Authorities in the Chinese capital on Sunday issued the highest smog alert of the year, effective until Wednesday and advised the capital’s 20 million inhabitants to stay indoors.
Beijing’s PM2.5 concentration – referring to particles smaller than 2.5 micrometres – reached a high of 596 micrograms per cubic metre at 6 pm (1000 GMT) on Monday, according to the US embassy’s commonly quoted air-quality index.
That is in the highest band of the scale and is considered “hazardous.”
The daily maximum exposure to PM2.5 particles recommended by the World Health Organization is 25 micrograms per cubic metre.
The particles pose serious health hazards because they can embed deep in the lungs.

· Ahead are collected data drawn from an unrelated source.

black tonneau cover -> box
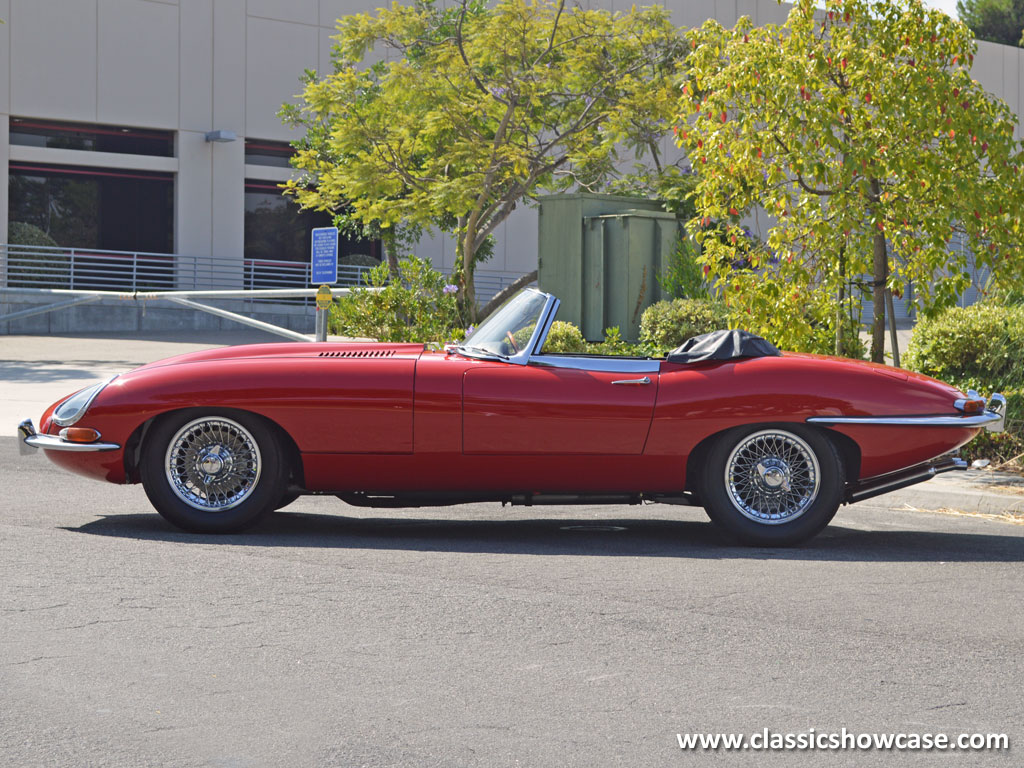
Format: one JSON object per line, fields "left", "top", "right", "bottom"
{"left": 666, "top": 329, "right": 781, "bottom": 364}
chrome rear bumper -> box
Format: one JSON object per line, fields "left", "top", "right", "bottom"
{"left": 17, "top": 419, "right": 121, "bottom": 455}
{"left": 808, "top": 392, "right": 1007, "bottom": 433}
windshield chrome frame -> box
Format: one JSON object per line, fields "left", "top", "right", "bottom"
{"left": 457, "top": 288, "right": 560, "bottom": 366}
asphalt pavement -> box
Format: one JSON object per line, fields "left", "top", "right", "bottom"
{"left": 2, "top": 330, "right": 1024, "bottom": 767}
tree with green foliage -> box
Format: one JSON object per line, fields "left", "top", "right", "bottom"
{"left": 677, "top": 0, "right": 1024, "bottom": 363}
{"left": 956, "top": 0, "right": 1024, "bottom": 47}
{"left": 281, "top": 0, "right": 684, "bottom": 321}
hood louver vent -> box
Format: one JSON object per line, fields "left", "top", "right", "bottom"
{"left": 318, "top": 349, "right": 396, "bottom": 358}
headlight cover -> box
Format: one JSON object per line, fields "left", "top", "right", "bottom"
{"left": 52, "top": 376, "right": 117, "bottom": 427}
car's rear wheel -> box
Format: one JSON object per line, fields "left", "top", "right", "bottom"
{"left": 140, "top": 411, "right": 287, "bottom": 533}
{"left": 701, "top": 426, "right": 844, "bottom": 546}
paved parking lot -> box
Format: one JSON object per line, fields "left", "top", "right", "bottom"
{"left": 2, "top": 332, "right": 1023, "bottom": 766}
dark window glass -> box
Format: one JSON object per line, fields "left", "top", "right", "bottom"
{"left": 244, "top": 180, "right": 379, "bottom": 265}
{"left": 244, "top": 140, "right": 294, "bottom": 168}
{"left": 9, "top": 117, "right": 175, "bottom": 157}
{"left": 9, "top": 164, "right": 174, "bottom": 253}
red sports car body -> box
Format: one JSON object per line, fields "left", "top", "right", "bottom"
{"left": 18, "top": 289, "right": 1005, "bottom": 545}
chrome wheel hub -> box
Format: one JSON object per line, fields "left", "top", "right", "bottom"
{"left": 725, "top": 430, "right": 820, "bottom": 525}
{"left": 165, "top": 417, "right": 261, "bottom": 512}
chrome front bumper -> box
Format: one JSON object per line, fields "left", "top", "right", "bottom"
{"left": 808, "top": 392, "right": 1008, "bottom": 433}
{"left": 17, "top": 419, "right": 121, "bottom": 455}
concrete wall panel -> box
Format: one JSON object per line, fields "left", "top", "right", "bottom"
{"left": 176, "top": 130, "right": 213, "bottom": 259}
{"left": 0, "top": 119, "right": 8, "bottom": 243}
{"left": 0, "top": 0, "right": 10, "bottom": 114}
{"left": 248, "top": 0, "right": 318, "bottom": 26}
{"left": 1003, "top": 46, "right": 1021, "bottom": 140}
{"left": 180, "top": 0, "right": 214, "bottom": 132}
{"left": 500, "top": 207, "right": 539, "bottom": 274}
{"left": 98, "top": 0, "right": 179, "bottom": 129}
{"left": 210, "top": 138, "right": 244, "bottom": 263}
{"left": 213, "top": 0, "right": 246, "bottom": 135}
{"left": 10, "top": 0, "right": 97, "bottom": 122}
{"left": 320, "top": 0, "right": 384, "bottom": 28}
{"left": 245, "top": 17, "right": 318, "bottom": 140}
{"left": 973, "top": 40, "right": 1005, "bottom": 100}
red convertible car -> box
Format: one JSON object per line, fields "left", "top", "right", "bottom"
{"left": 18, "top": 288, "right": 1005, "bottom": 546}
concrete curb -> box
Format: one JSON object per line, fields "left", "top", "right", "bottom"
{"left": 878, "top": 470, "right": 1024, "bottom": 516}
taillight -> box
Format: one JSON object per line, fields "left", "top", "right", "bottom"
{"left": 958, "top": 399, "right": 986, "bottom": 414}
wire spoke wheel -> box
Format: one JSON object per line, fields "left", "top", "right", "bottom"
{"left": 724, "top": 429, "right": 821, "bottom": 525}
{"left": 164, "top": 416, "right": 262, "bottom": 512}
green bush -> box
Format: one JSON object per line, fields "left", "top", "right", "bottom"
{"left": 542, "top": 321, "right": 587, "bottom": 354}
{"left": 6, "top": 222, "right": 68, "bottom": 287}
{"left": 329, "top": 256, "right": 465, "bottom": 343}
{"left": 957, "top": 390, "right": 1024, "bottom": 465}
{"left": 639, "top": 298, "right": 729, "bottom": 356}
{"left": 905, "top": 303, "right": 1024, "bottom": 392}
{"left": 803, "top": 320, "right": 868, "bottom": 360}
{"left": 590, "top": 326, "right": 636, "bottom": 356}
{"left": 659, "top": 237, "right": 710, "bottom": 300}
{"left": 906, "top": 303, "right": 1024, "bottom": 466}
{"left": 339, "top": 253, "right": 381, "bottom": 268}
{"left": 9, "top": 221, "right": 58, "bottom": 247}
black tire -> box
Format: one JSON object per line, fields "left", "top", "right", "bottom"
{"left": 140, "top": 410, "right": 288, "bottom": 533}
{"left": 274, "top": 491, "right": 302, "bottom": 511}
{"left": 700, "top": 425, "right": 844, "bottom": 546}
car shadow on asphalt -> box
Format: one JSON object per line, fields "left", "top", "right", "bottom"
{"left": 64, "top": 511, "right": 1024, "bottom": 562}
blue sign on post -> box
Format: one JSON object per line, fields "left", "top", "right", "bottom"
{"left": 310, "top": 227, "right": 339, "bottom": 285}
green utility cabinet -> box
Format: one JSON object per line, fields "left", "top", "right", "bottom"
{"left": 537, "top": 193, "right": 679, "bottom": 342}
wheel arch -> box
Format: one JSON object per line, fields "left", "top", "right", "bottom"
{"left": 123, "top": 406, "right": 305, "bottom": 489}
{"left": 684, "top": 421, "right": 861, "bottom": 495}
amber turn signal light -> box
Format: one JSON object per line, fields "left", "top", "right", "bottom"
{"left": 960, "top": 399, "right": 985, "bottom": 414}
{"left": 59, "top": 427, "right": 101, "bottom": 443}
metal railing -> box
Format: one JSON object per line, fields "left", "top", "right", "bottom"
{"left": 0, "top": 243, "right": 527, "bottom": 304}
{"left": 0, "top": 244, "right": 374, "bottom": 294}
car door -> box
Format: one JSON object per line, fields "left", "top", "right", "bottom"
{"left": 462, "top": 362, "right": 658, "bottom": 454}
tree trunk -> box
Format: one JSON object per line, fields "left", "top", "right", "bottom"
{"left": 461, "top": 224, "right": 479, "bottom": 324}
{"left": 869, "top": 178, "right": 888, "bottom": 365}
{"left": 835, "top": 248, "right": 845, "bottom": 357}
{"left": 478, "top": 270, "right": 539, "bottom": 322}
{"left": 870, "top": 231, "right": 888, "bottom": 364}
{"left": 383, "top": 236, "right": 401, "bottom": 280}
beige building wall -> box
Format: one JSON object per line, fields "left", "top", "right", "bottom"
{"left": 2, "top": 0, "right": 1023, "bottom": 282}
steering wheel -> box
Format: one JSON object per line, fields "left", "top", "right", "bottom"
{"left": 505, "top": 331, "right": 520, "bottom": 354}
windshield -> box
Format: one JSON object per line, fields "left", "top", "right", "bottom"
{"left": 460, "top": 289, "right": 549, "bottom": 359}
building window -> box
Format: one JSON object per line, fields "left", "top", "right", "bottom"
{"left": 9, "top": 117, "right": 174, "bottom": 157}
{"left": 244, "top": 139, "right": 294, "bottom": 168}
{"left": 244, "top": 180, "right": 379, "bottom": 264}
{"left": 9, "top": 163, "right": 174, "bottom": 253}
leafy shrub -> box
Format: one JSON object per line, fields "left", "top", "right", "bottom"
{"left": 6, "top": 222, "right": 68, "bottom": 287}
{"left": 906, "top": 303, "right": 1024, "bottom": 466}
{"left": 957, "top": 390, "right": 1024, "bottom": 465}
{"left": 329, "top": 256, "right": 465, "bottom": 343}
{"left": 802, "top": 320, "right": 868, "bottom": 360}
{"left": 659, "top": 238, "right": 710, "bottom": 300}
{"left": 590, "top": 326, "right": 636, "bottom": 356}
{"left": 9, "top": 221, "right": 58, "bottom": 247}
{"left": 339, "top": 253, "right": 381, "bottom": 268}
{"left": 905, "top": 303, "right": 1024, "bottom": 393}
{"left": 639, "top": 298, "right": 729, "bottom": 356}
{"left": 542, "top": 321, "right": 587, "bottom": 354}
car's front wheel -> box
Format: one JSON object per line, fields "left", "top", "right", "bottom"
{"left": 701, "top": 426, "right": 844, "bottom": 546}
{"left": 140, "top": 411, "right": 287, "bottom": 533}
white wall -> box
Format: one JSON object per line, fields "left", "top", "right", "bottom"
{"left": 2, "top": 0, "right": 1024, "bottom": 280}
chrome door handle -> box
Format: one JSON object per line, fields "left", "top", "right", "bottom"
{"left": 611, "top": 376, "right": 651, "bottom": 386}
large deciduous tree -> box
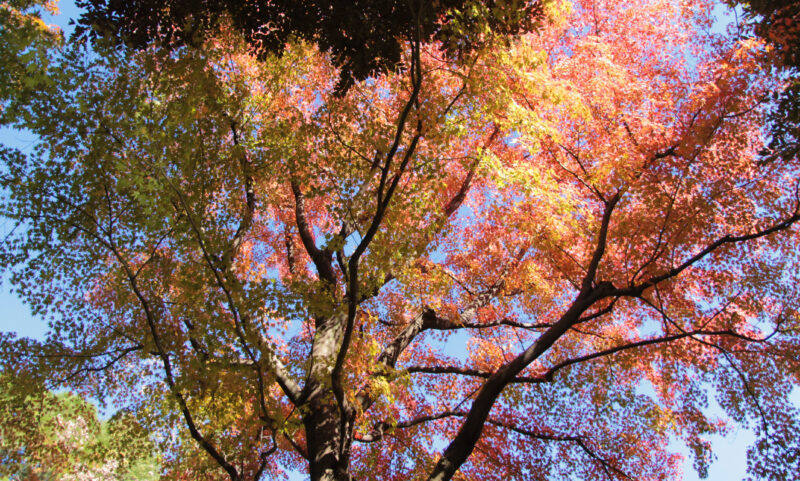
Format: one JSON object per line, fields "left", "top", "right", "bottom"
{"left": 2, "top": 0, "right": 800, "bottom": 480}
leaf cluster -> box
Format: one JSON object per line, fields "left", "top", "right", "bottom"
{"left": 0, "top": 0, "right": 61, "bottom": 123}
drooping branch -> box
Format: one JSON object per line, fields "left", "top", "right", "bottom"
{"left": 59, "top": 173, "right": 244, "bottom": 476}
{"left": 48, "top": 160, "right": 300, "bottom": 450}
{"left": 104, "top": 236, "right": 241, "bottom": 481}
{"left": 484, "top": 418, "right": 631, "bottom": 480}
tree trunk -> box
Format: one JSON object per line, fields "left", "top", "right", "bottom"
{"left": 304, "top": 398, "right": 352, "bottom": 481}
{"left": 303, "top": 312, "right": 353, "bottom": 481}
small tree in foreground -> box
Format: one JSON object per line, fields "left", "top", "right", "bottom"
{"left": 0, "top": 374, "right": 157, "bottom": 480}
{"left": 2, "top": 1, "right": 800, "bottom": 480}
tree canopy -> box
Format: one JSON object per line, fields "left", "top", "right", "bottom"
{"left": 76, "top": 0, "right": 544, "bottom": 91}
{"left": 2, "top": 1, "right": 800, "bottom": 481}
{"left": 728, "top": 0, "right": 800, "bottom": 163}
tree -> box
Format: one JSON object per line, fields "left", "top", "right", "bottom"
{"left": 727, "top": 0, "right": 800, "bottom": 163}
{"left": 0, "top": 373, "right": 158, "bottom": 481}
{"left": 0, "top": 0, "right": 61, "bottom": 123}
{"left": 732, "top": 1, "right": 800, "bottom": 65}
{"left": 75, "top": 0, "right": 544, "bottom": 92}
{"left": 2, "top": 0, "right": 800, "bottom": 480}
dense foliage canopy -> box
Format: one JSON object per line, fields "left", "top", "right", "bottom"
{"left": 726, "top": 0, "right": 800, "bottom": 164}
{"left": 76, "top": 0, "right": 544, "bottom": 91}
{"left": 2, "top": 1, "right": 800, "bottom": 480}
{"left": 0, "top": 0, "right": 61, "bottom": 122}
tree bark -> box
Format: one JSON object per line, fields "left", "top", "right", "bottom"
{"left": 304, "top": 398, "right": 352, "bottom": 481}
{"left": 302, "top": 311, "right": 353, "bottom": 481}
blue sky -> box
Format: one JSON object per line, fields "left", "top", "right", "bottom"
{"left": 0, "top": 1, "right": 793, "bottom": 480}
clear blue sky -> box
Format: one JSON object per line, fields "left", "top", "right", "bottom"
{"left": 0, "top": 2, "right": 793, "bottom": 480}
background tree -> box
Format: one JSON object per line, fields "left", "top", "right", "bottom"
{"left": 727, "top": 0, "right": 800, "bottom": 163}
{"left": 76, "top": 0, "right": 544, "bottom": 92}
{"left": 0, "top": 0, "right": 61, "bottom": 123}
{"left": 0, "top": 372, "right": 158, "bottom": 481}
{"left": 2, "top": 1, "right": 800, "bottom": 480}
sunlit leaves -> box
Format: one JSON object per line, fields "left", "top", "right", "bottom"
{"left": 2, "top": 0, "right": 800, "bottom": 480}
{"left": 0, "top": 0, "right": 61, "bottom": 123}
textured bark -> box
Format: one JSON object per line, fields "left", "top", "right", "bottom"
{"left": 301, "top": 309, "right": 353, "bottom": 481}
{"left": 305, "top": 399, "right": 349, "bottom": 481}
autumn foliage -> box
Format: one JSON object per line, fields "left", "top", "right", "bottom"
{"left": 1, "top": 1, "right": 800, "bottom": 480}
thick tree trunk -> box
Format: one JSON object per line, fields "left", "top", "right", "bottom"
{"left": 303, "top": 311, "right": 353, "bottom": 481}
{"left": 304, "top": 399, "right": 352, "bottom": 481}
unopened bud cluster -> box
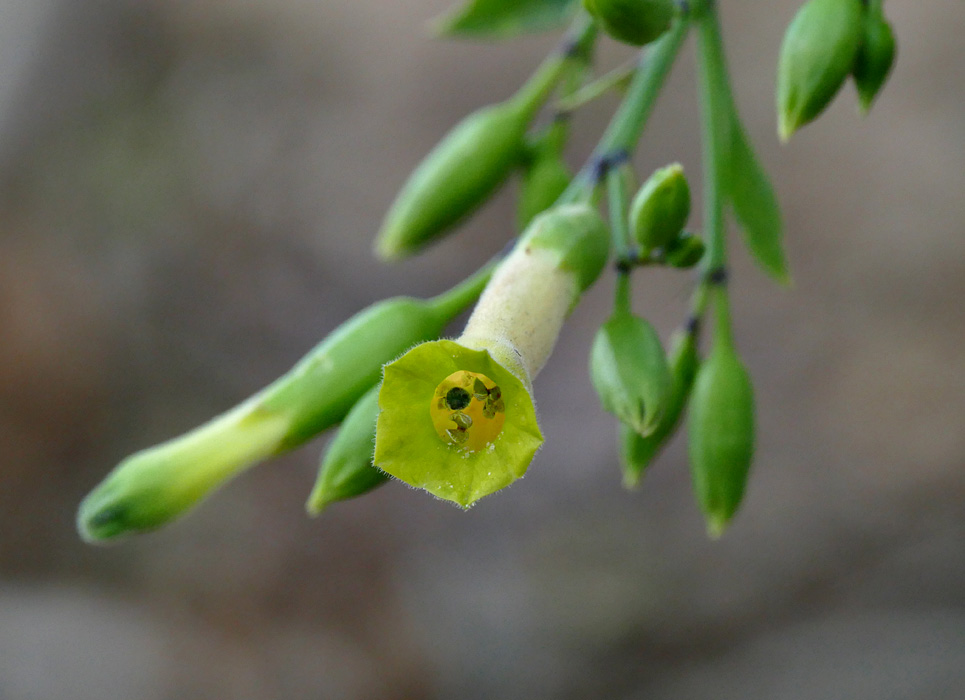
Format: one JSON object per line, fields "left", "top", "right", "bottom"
{"left": 777, "top": 0, "right": 896, "bottom": 140}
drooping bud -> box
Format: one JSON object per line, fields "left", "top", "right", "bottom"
{"left": 581, "top": 0, "right": 675, "bottom": 47}
{"left": 77, "top": 264, "right": 494, "bottom": 542}
{"left": 663, "top": 231, "right": 705, "bottom": 269}
{"left": 590, "top": 311, "right": 672, "bottom": 436}
{"left": 306, "top": 385, "right": 388, "bottom": 515}
{"left": 687, "top": 340, "right": 755, "bottom": 537}
{"left": 776, "top": 0, "right": 864, "bottom": 141}
{"left": 375, "top": 203, "right": 610, "bottom": 507}
{"left": 620, "top": 327, "right": 699, "bottom": 487}
{"left": 375, "top": 52, "right": 571, "bottom": 260}
{"left": 852, "top": 7, "right": 896, "bottom": 113}
{"left": 629, "top": 163, "right": 691, "bottom": 255}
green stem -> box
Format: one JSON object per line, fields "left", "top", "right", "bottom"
{"left": 555, "top": 62, "right": 635, "bottom": 113}
{"left": 428, "top": 257, "right": 499, "bottom": 319}
{"left": 695, "top": 2, "right": 735, "bottom": 350}
{"left": 510, "top": 14, "right": 598, "bottom": 120}
{"left": 606, "top": 164, "right": 634, "bottom": 314}
{"left": 559, "top": 17, "right": 690, "bottom": 204}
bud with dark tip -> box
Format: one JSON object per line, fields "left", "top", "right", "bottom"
{"left": 777, "top": 0, "right": 864, "bottom": 141}
{"left": 582, "top": 0, "right": 675, "bottom": 47}
{"left": 630, "top": 163, "right": 691, "bottom": 255}
{"left": 306, "top": 385, "right": 389, "bottom": 515}
{"left": 620, "top": 327, "right": 699, "bottom": 487}
{"left": 852, "top": 5, "right": 896, "bottom": 113}
{"left": 590, "top": 311, "right": 673, "bottom": 436}
{"left": 687, "top": 340, "right": 755, "bottom": 537}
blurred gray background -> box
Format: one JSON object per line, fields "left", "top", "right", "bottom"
{"left": 0, "top": 1, "right": 962, "bottom": 698}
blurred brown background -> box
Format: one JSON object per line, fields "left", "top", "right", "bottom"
{"left": 0, "top": 1, "right": 963, "bottom": 698}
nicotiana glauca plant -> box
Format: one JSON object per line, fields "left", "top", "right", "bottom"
{"left": 78, "top": 0, "right": 897, "bottom": 542}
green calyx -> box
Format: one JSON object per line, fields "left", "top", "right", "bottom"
{"left": 620, "top": 326, "right": 699, "bottom": 488}
{"left": 77, "top": 265, "right": 493, "bottom": 541}
{"left": 852, "top": 6, "right": 896, "bottom": 113}
{"left": 590, "top": 310, "right": 672, "bottom": 436}
{"left": 306, "top": 385, "right": 389, "bottom": 516}
{"left": 582, "top": 0, "right": 675, "bottom": 47}
{"left": 520, "top": 203, "right": 611, "bottom": 297}
{"left": 374, "top": 340, "right": 542, "bottom": 508}
{"left": 777, "top": 0, "right": 864, "bottom": 141}
{"left": 687, "top": 339, "right": 755, "bottom": 537}
{"left": 629, "top": 163, "right": 691, "bottom": 254}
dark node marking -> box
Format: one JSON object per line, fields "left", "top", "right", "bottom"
{"left": 445, "top": 387, "right": 471, "bottom": 411}
{"left": 685, "top": 315, "right": 702, "bottom": 337}
{"left": 606, "top": 149, "right": 630, "bottom": 169}
{"left": 706, "top": 266, "right": 728, "bottom": 286}
{"left": 591, "top": 149, "right": 632, "bottom": 184}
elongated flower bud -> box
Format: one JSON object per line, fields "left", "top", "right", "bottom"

“I am so shocked by today’s smog. It’s like we live in a science fiction world and it makes me very depressed,” said Yinan Zhang Li, an office worker who has suffered from serious eyelid swelling she says is caused by the smog.
“The government only advises people to ‘not go outside’, which I dont think is a real measure to deal with the smog when the air inside is poor as well. The government isn’t doing enough to cut heavy-polluting factories,” Li said.
Other Beijing residents posted complaints on the social microblogging site Weibo. Many said they wanted to leave Beijing and others also criticized the government for inaction.
“The [government] only knows how to report the problem, but doesn’t know how to deal with it … the only [anti-smog] measure is the wind!” one commenter said.
In recent days, pollution readings of 300 to over 500 have been common in the capital, despite commitments from the government to improve the environment.
Beijing and many other northern cities in China are notorious for their winter smog, which is caused by a combination of air pollution and weather conditions.
The US embassy in Beijing recorded a PM2.5 peak of 900 micrograms in January 2013. The prolonged bout of record pollution that year prompted China to pursue more anti-pollution measures.
The Ministry of Environmental Protection has forecast severe pollution for Beijing and other areas of northern China until Wednesday, when strong winds are expected to clear some pollutants.
More than a quarter million people in China’s biggest cities could have their lives cut short from high levels of air pollution, according to a recent joint study by Peking University and Greenpeace.